Auf Englisch kennt man die Zierblume auch als gillyflower;
dieses Wort hängt etymologisch mit griechisch karyophyllon
zusammen und ist daher mit den im vorigen Absatz genannten Namen für
Gewürznelken verwandt.
Eine andere Gruppe von Namen für Nelken findet man in Indien, z. B.
Pashto und Urdu lung [لونګ, لونگ],
Kashmiri rong [رونگ],
Hindi und Punjabi laung [लौंग, ਲੌਂਗ],
Gujarati laving [લવિંગ],
Bengali labango [লবংগ]
und Telugu lavangalu [లవంగము].
Diese Namen haben keine Etymologien in den indoarischen (oder dravidischen) Sprachen und sind daher Lehnwörter,
möglicherweise teilen sie einen entfernten gemeinsamen Ursprung mit karyophyllon and kanplu.
Ich habe die Vermutung auf einen Import von einer malaiischen Sprache gelesen, was uns wieder zu
Tagalog klabong bringt; in modernem Indonesisch und Malay heißen Nelken aber cengke.
Auf Tamil und Malayalam bedeutet ilavangam [இலவங்கம், ഇലവംഗം]
überraschenderweise jedoch Zimtbaum
.
Manche Wörterbücher listen allerdings auch Nelke
als Nebenbedeutung.
So ein Verhalten ist typisch für Lehnwörter, die sich an das nächstbeste Gewürz
anheften; ein epenthisches i
ist in diesen Sprachen üblich, wenn Fremdwörter mit einem unzulässigen Konsonanten (R,L) oder Cluster beginnen.

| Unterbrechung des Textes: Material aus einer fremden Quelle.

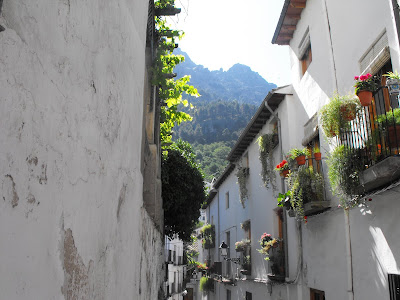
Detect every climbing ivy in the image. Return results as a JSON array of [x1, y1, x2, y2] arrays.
[[154, 0, 199, 144], [257, 133, 277, 191]]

Der botanische Gattungsname Syzygium leitet sich von griechisch
syn [σύν] zusammen, mit
und
zygon [ζυγόν] Joch
(von zeugnynai [ζευγνύναι] verbinden
)
ab. Diese Benennung bezieht sich auf die Blütenblätter, die
zu einer haubenartigen Struktur verwachsen sind. Diese Blütenblätter können sich daher bei Blühbeginn
nicht öffnen, sondern fallen einfach ab; der auffällige Teil der Blüte besteht nur aus den Staubgefäßen.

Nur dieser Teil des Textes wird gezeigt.